Geçen ayki sayfa görüntüleme sayısı

1 Eylül 2009 Salı

o zaman türkü söylemek lazım avaz avaaaaaaaaaaaz


şu trt nin şarkı, türkü programlarına bitiyorum.yok böyle bir kalite başka bir yerde...hele az önce balkan havasını izliyorum da; o ne kıpır kıpır türküler ne heyecan..ama bazen de çalın davuları ile insanın başı öne eğiliyor aniden...ama yine de güzel, hatta hayat dolu..

şu zamanların lanet popüler müziğine bakıp, bir de türkülere bakıp bir arpa boyu yol alamamanın ezikliği var.

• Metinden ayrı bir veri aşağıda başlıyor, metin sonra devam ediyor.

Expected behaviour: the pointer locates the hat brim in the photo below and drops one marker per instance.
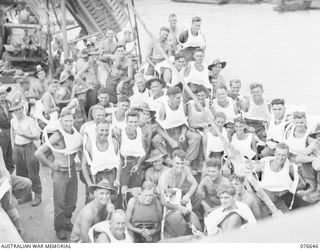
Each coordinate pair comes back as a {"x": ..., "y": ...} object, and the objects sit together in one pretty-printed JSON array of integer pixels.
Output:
[
  {"x": 155, "y": 158},
  {"x": 223, "y": 65},
  {"x": 148, "y": 83},
  {"x": 94, "y": 187}
]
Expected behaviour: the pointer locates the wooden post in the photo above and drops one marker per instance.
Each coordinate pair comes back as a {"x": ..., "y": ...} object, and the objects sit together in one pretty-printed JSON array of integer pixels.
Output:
[
  {"x": 237, "y": 160},
  {"x": 64, "y": 29}
]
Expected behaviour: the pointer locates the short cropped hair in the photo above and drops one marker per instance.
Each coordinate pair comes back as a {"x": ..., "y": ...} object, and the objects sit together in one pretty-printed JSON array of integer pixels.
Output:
[
  {"x": 196, "y": 19},
  {"x": 147, "y": 185},
  {"x": 179, "y": 153},
  {"x": 132, "y": 113},
  {"x": 238, "y": 178},
  {"x": 256, "y": 85},
  {"x": 239, "y": 120},
  {"x": 199, "y": 89},
  {"x": 229, "y": 189},
  {"x": 124, "y": 98},
  {"x": 299, "y": 115},
  {"x": 165, "y": 29},
  {"x": 213, "y": 163},
  {"x": 220, "y": 115},
  {"x": 282, "y": 145},
  {"x": 277, "y": 102},
  {"x": 234, "y": 81}
]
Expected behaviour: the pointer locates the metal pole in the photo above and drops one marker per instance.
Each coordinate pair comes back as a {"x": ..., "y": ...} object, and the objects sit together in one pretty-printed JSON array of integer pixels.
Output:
[
  {"x": 64, "y": 29},
  {"x": 137, "y": 33},
  {"x": 49, "y": 39}
]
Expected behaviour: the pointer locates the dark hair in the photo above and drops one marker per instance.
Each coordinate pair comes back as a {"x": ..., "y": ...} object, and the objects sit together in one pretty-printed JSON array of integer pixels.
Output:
[
  {"x": 277, "y": 102},
  {"x": 179, "y": 55},
  {"x": 124, "y": 98},
  {"x": 229, "y": 189},
  {"x": 200, "y": 88},
  {"x": 120, "y": 46},
  {"x": 165, "y": 29},
  {"x": 103, "y": 91},
  {"x": 240, "y": 120},
  {"x": 132, "y": 113},
  {"x": 299, "y": 115},
  {"x": 179, "y": 153},
  {"x": 213, "y": 163},
  {"x": 147, "y": 185},
  {"x": 196, "y": 19},
  {"x": 236, "y": 177}
]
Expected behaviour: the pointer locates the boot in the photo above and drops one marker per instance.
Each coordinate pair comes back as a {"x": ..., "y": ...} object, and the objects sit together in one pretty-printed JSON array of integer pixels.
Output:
[
  {"x": 313, "y": 197},
  {"x": 37, "y": 200}
]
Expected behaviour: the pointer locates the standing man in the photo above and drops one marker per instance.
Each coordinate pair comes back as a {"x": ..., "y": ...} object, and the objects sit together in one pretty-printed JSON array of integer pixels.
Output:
[
  {"x": 5, "y": 118},
  {"x": 24, "y": 132},
  {"x": 132, "y": 151},
  {"x": 192, "y": 39},
  {"x": 99, "y": 209},
  {"x": 64, "y": 143},
  {"x": 121, "y": 73}
]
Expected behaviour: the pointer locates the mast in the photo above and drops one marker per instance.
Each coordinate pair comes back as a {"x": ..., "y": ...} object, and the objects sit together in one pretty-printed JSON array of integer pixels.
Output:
[{"x": 64, "y": 29}]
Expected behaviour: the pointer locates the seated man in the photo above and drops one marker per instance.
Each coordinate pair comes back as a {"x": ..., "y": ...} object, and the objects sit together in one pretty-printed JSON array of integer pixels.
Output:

yine trt de izliyorum "dünyanın türküsünde" bir hikaye anlatılır..eskiden türk illerinde iki türk boyu varmış..tellioğulları ve seferoğulları gibi yeşil vadi gibi bir yer için çarpışıp dururlarmış.bazen bir boy uzun gelirmiş, bazen diğeri...ama bu işin sonu gelmezmiş..bu işten bıkanlar zamanın mürşidi Dedem Korkut a bu işi çözmesi için gitmişler.dedem korkut da şöyle demiş: varın, gidin o diyara..orada hangi boyun türküleri söyleniyorsa orası oranındır...gerçekten bu beni bayağı etkilemişti...türkiyemde her yerden ayrı ses yükselir..kimi yerden halay, kimi yerden horon, kimi yerden yavaşça yükselen zeybekler:), kendi kulvarında yarışan şemmame, eurovisionda çıkmasını bütün hücrelerimle istediğim hop-tek ne büyük zenginlik aman allahım..

al sana kapak gibi açılım...daha ne olsun...bunlar bir zincir gibi bir tanesi olmazsa olmaz...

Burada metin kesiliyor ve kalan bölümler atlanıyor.